I have a confession.  It’s slightly embarrassing, a tad stupid, quite humorous, and one of those things that will make you wonder, “This girl has a college degree?”

Why now, you ask?  Let me explain.

Several years ago, when my husband and I were dating (if you can call living together “dating”), we were enjoying life, pre-children.  We enjoyed going out with friends, hanging out on the Sunset Strip at places like Red Rock and the Rainbow, and enjoyed an occasional bottle of wine while playing darts in our kitchen.  Yes, the kitchen.  Believe it or not, we (along with our dog, Dino – may he rest in peace) lived in a semi-studio apartment, about 600 square feet, if that.  The kitchen served as a make-shift bar and my office.  Convenient, huh?

So… one night, we were playing darts (Pete was probably kicking my patooty as usual) when “stainless steel” was mentioned in conversation.  Note: a few glasses of wine had been consumed at this point.

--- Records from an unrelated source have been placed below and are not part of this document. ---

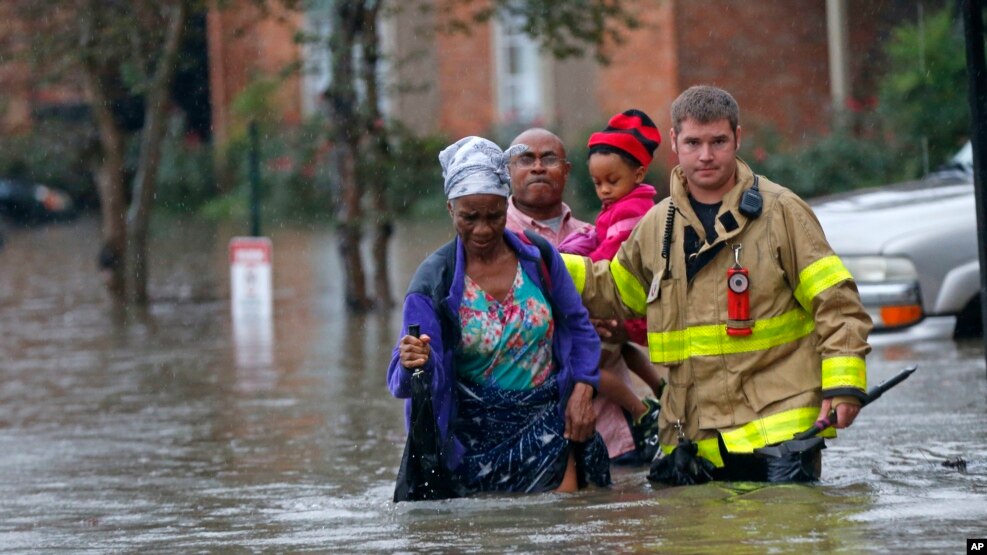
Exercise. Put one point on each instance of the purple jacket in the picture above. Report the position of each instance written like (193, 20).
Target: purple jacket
(575, 345)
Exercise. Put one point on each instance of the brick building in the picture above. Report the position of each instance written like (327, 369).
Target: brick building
(773, 55)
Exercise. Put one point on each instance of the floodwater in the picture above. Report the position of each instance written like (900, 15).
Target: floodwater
(156, 431)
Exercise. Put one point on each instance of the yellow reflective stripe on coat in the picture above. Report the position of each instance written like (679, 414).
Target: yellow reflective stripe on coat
(844, 372)
(671, 346)
(709, 449)
(818, 277)
(772, 429)
(576, 266)
(631, 292)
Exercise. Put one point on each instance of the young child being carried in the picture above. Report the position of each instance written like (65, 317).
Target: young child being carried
(619, 157)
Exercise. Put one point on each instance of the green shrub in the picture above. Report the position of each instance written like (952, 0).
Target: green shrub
(924, 93)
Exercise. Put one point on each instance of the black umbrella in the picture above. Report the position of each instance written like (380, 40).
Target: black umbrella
(806, 440)
(422, 475)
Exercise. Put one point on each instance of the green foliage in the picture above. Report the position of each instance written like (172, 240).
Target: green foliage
(412, 173)
(564, 29)
(580, 192)
(924, 93)
(55, 153)
(834, 163)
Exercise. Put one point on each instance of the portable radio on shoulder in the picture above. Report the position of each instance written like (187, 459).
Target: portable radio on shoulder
(739, 321)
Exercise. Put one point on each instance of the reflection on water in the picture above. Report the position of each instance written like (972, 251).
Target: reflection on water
(126, 430)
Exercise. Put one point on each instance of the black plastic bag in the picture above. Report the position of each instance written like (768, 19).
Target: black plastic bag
(422, 475)
(682, 467)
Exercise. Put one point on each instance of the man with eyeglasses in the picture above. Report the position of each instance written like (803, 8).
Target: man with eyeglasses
(758, 321)
(538, 178)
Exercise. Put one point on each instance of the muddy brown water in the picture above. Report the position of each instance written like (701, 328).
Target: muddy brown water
(155, 431)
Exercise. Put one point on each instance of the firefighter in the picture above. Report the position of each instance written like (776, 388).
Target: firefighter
(760, 324)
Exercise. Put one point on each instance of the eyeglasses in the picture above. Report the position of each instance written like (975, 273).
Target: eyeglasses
(548, 161)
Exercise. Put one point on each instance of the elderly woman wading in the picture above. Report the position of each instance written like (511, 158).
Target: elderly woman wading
(505, 341)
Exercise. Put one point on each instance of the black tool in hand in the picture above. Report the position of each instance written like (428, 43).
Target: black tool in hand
(807, 439)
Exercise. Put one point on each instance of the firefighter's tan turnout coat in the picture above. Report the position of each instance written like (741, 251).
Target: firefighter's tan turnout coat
(809, 333)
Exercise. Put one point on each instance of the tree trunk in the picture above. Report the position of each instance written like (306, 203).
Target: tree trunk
(379, 155)
(155, 123)
(346, 132)
(110, 182)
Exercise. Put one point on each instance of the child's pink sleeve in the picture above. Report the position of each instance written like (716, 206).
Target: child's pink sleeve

All of a sudden, it was like a bolt of lightening resonated through my entire being.  STAIN-less.  I get it!!  It doesn’t stain.  DUH.

Let me defend myself here by saying that I know how a stainless steel counter or a stainless steel stock pot should perform.  However, for some reason, my brain never extracted the “stain” from “stainless”.  Ridiculous, I know.  Laugh and enjoy.  I don’t mind.  Really.

So, why do I bring this up now, you ask?

The other night, James was a little restless (to say the least).  As a result, I spent most of the night consoling him while catching up on Season 4 of Californication, the Showtime series where David Duchovny plays Hank Moody, a very sex-driven writer.

The next day, I told Pete about my evening.  They say lightning never strikes twice in the same place, but…

If you need me to explain further, I don’t feel so bad.